Setelah panggung mendadak gelap di penghujung, dengan lampu masih sedikit redup, Munaf menutup set leaderless band ini, seperti klaim mereka—tapi band mana yang mengaku punya leader? Saya kira, Hrasky lah yang akan banyak bicara, seperti salah satu laporan konsernya  di negara asal mereka. Namun, saya harus mematahkan asumsi yang kurang berdasar. Munaf bilang terima kasih dan senang bisa main di Singapura, juga crowd yang menyenangkan. Standar omongan musisi yang lihai membuat senang penonton. Padahal, itu bisa jadi sudah template. Set juga dibukasetelah Unknown Mortal Orchestra bermain sebagai band pembuka—oleh Munaf yang mengenakan kaus. Ya, malam itu, mereka semua pakai kaus. Konon, di konser-konser lain, mereka juga biasa pakai kaus. Kadang, mereka pakai kemeja polos atau kotak-kotak.
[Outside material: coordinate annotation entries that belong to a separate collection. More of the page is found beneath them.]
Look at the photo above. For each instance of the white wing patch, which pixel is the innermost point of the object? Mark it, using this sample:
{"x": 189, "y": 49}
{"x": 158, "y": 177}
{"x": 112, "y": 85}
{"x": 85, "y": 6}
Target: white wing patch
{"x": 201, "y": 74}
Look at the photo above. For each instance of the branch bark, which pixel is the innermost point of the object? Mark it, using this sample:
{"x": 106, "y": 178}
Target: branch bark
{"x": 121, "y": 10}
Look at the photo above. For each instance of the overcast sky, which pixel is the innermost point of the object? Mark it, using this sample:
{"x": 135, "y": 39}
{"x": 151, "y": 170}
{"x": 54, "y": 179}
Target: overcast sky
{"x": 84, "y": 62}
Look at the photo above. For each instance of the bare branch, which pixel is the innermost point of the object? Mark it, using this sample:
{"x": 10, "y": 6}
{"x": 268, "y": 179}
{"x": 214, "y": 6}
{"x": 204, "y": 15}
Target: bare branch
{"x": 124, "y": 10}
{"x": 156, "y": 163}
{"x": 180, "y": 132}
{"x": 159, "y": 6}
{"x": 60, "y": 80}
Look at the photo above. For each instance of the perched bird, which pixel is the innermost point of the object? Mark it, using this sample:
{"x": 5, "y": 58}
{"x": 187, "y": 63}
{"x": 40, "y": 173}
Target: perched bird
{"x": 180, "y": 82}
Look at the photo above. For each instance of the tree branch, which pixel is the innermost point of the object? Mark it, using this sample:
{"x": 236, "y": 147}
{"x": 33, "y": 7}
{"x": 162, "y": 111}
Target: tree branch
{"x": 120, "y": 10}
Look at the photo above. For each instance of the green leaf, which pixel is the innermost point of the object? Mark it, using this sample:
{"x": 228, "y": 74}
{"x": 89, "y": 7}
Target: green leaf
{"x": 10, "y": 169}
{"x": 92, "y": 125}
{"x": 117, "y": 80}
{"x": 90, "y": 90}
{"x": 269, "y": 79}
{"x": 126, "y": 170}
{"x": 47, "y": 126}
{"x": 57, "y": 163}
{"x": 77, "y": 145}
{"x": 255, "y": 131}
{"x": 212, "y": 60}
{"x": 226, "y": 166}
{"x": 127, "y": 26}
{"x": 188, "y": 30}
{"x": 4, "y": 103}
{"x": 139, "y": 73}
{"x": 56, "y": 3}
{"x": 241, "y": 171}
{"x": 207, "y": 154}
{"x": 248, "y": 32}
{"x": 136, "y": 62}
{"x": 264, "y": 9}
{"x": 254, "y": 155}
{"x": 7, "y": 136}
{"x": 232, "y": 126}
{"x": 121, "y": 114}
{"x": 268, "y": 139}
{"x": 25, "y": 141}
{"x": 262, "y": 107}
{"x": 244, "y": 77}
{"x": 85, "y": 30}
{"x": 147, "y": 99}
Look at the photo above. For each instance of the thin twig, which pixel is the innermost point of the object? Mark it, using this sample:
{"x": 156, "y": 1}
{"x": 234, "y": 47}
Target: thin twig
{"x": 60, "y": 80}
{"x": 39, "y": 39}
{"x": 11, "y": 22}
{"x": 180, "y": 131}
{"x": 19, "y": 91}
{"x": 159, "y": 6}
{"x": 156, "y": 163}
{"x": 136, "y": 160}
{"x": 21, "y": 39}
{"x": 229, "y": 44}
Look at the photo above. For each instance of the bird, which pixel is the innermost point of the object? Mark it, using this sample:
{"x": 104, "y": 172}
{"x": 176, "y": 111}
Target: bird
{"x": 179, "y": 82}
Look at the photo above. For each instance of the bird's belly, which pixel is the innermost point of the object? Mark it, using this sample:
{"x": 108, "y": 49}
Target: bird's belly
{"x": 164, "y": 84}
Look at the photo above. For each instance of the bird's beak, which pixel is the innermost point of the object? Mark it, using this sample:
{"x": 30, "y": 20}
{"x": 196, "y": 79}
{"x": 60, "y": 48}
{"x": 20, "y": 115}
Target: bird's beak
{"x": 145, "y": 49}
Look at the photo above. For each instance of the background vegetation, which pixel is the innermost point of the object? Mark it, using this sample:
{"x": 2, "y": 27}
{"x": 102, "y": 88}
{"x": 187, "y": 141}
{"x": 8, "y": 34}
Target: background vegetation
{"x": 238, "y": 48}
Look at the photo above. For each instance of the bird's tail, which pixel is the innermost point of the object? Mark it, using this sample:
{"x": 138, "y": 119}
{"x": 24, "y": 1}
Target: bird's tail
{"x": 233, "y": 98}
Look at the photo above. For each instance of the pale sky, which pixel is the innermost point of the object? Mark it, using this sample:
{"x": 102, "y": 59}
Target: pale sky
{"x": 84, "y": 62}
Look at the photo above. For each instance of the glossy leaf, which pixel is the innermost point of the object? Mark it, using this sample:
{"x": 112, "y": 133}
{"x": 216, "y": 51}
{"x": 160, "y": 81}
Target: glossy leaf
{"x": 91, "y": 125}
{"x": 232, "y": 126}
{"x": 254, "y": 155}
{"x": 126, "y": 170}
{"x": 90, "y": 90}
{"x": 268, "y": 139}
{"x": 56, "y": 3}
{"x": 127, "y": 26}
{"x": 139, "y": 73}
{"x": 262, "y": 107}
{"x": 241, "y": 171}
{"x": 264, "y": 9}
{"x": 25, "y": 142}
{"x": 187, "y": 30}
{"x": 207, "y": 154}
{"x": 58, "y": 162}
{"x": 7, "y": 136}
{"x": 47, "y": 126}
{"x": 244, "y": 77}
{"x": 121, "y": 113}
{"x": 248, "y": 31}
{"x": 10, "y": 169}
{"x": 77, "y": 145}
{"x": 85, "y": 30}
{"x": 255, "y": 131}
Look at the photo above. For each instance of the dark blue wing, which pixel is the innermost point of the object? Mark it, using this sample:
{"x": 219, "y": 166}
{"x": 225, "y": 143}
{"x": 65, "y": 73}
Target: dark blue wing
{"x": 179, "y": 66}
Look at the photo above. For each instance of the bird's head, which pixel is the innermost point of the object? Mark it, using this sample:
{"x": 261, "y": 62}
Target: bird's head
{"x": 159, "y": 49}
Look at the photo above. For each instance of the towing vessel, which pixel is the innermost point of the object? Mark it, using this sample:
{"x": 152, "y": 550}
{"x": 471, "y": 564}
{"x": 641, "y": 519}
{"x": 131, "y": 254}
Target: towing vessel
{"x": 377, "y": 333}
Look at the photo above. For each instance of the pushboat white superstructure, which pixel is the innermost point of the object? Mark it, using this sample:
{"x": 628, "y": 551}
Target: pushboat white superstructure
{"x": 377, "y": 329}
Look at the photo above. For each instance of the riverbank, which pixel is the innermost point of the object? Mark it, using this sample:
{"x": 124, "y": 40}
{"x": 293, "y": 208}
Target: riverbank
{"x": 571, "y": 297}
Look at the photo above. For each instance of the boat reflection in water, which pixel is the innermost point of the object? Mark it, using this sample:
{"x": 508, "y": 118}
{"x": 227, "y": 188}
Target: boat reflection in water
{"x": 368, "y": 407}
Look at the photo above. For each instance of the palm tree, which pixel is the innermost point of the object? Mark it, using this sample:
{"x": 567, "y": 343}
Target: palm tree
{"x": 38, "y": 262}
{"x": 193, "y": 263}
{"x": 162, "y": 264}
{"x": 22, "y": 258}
Kalau diingat-ingat, perkenalan saya dengan Explosions in the Sky dimulai sekitar 2004 melalui lagu-lagu yang dibuat setelah tur mereka: “Day 1” sampai “Day 6”. Saya jatuh cinta karena ketukan drum-nya. Hrasky lah yang saya perhatikan sejak awal. “Day 6” adalah favorit saya. Malam itu, mereka sama sekali tidak memainkan lagu-lagu dari album itu. Saya tidak apa-apa sama sekali. Begitu saja sudah cukup. Kalau sudah cukup, kenapa harus ditambah lagi? Saya belajar dari Explosions in the Sky soal cukup yang kadang masih belum bisa dijalankan dengan baik. Yang penting, belajar dulu. Padahal, di album itu, ada “Day 3” yang merupakan satu-satunya lagu mereka yang ada orang berbicara—dari yang sudah pernah saya dengar. Apa bisa disebut lirik? Saya kira tidak. Itu lebih terdengar mereka sedang bertukar cerita tentang tur mereka dan memutuskan untuk memasukkannya dalam satu lagu itu. Kata teman saya, di Kaskus, ada satu orang yang menyalin percakapan mereka. Saya sendiri belum cek.

Explosion in the Sky memang hanya bicara melalui judul dan instrumen musik. Tapi, cukup. Begitu saja, dada saya terlalu penuh. Mungkin benar, saya tidak tahu bagaimana caranya mengatasi kebahagiaan. Dan, malam itu, saya bahagia sekali.